I agree with the Iroquois. Our society only lives in the present with no regard for the past or future, only how much money can be made today. We are a society with no concept for the importance of time.
In monochronic cultures, the schedule becomes sacred. Trains and planes are expected to run on time. Appointments are made to the quarter hour. In Japan, where the business world is highly monochronic, working environments are tightly scheduled, from teh workers’ morning exercise program to their afternoon tea break. Even the traffic patterns are tightly controlled for maximum speed and efficiency. According to the Osaka Prefectural Police, a traffic-control system installed in that city in 1975 has reduced travel time by 17 percent and has saved more than 200 billion yen (about $850 million) in valuable time.
Polychronic time by contrast, is slower, more people-oriented. The process of completing a transaction, particularly the interaction of the people involved, is valued more than preset schedules. As a result, getting to an appointment on time is not taken as seriously. In Ecuador, for example, a woman on her way to an appointment may stop to talk to someone on the street and discover that a mutual friend is in the hospital. She immediately changes direction and heads for the hospital to visit her friend. Her first appointment must wait.
In many traditional cultures, however, time is measured not by the ticking of the clock and abstract numbers but by concrete and often colorful descriptions of specific tasks or activities. As one scholar observed, the people of traditional cultures “don’t tell you what time it is; they tell you what kind of time it is.”
I am a “what kind of time it is” person. Months and years can pass making no impression on me and are easily forgotten. I do remember sitting on the porch drinking wine with family; I remember spending time with my boys and watching them grow; I remember first dates and the excitement of being with a girlfriend; I remember times with good friends. The isolation of the COVID period is mostly devoid of feeling, of special times and thus are easily forgotten.

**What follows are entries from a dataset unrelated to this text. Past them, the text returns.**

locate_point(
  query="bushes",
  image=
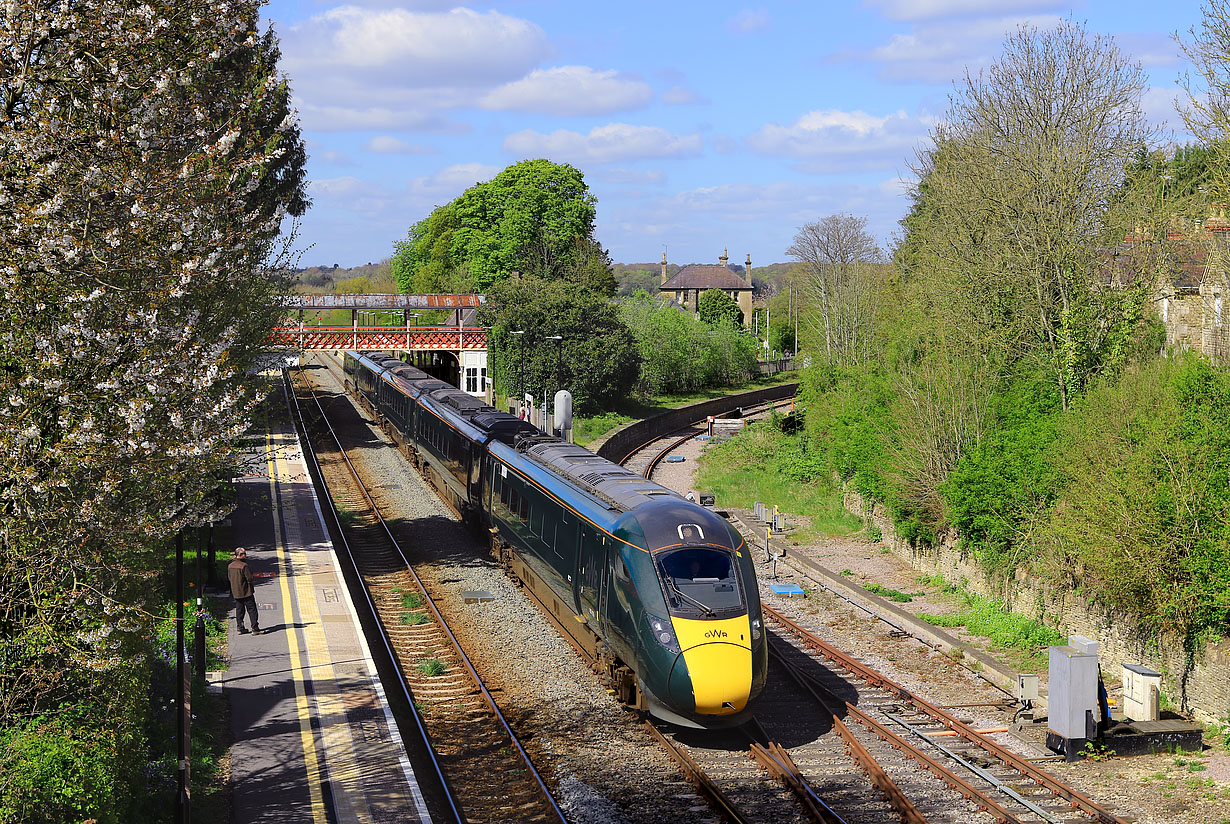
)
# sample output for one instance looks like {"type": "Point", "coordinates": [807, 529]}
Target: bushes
{"type": "Point", "coordinates": [679, 353]}
{"type": "Point", "coordinates": [1144, 514]}
{"type": "Point", "coordinates": [57, 771]}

Time slips like this one – if they actually occur – call in to question our traditional understanding of time. They suggest for instance, that the past is not over or finished but in some way still exists or at least has somehow left a record of itself that can be perceived with the senses.

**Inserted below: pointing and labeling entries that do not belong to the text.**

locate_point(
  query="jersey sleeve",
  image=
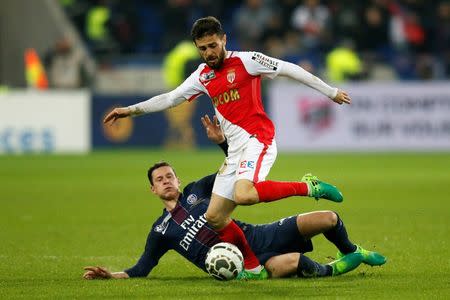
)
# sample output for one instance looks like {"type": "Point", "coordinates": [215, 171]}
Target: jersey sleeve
{"type": "Point", "coordinates": [155, 248]}
{"type": "Point", "coordinates": [257, 63]}
{"type": "Point", "coordinates": [191, 88]}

This gives me hope of being able to make that contact with my younger self. Perhaps my idea is not so crazy after all. I do feel as though I can perceive myself rocking under the bunkbed at 18 years old listening to the same exact song at two periods in my life. It takes practice and a deep meditative state to even get close which isn’t easy.
Jung saw these symbols as representing archetypal human concepts and used them to justify his notion of a universal linkage between people in different dimensions of time. How else, he wondered, could one explain a Hindu graphic symbol called a mandala showing up in the art of the American Navajo?
And why are there pyramids in Egypt, Mexico and Cambodia? There is a link, it cannot just be coincidence. There is something going on.
Jung’s essay, which he entitled “Synchronicity: An Acausal Connecting Principle,” argued the existence of a timeless unity that incorporated past, present, and future, and where mind and matter were fused as one reality.
Indeed and hopefully I’ll one day be able to tap into it more fully.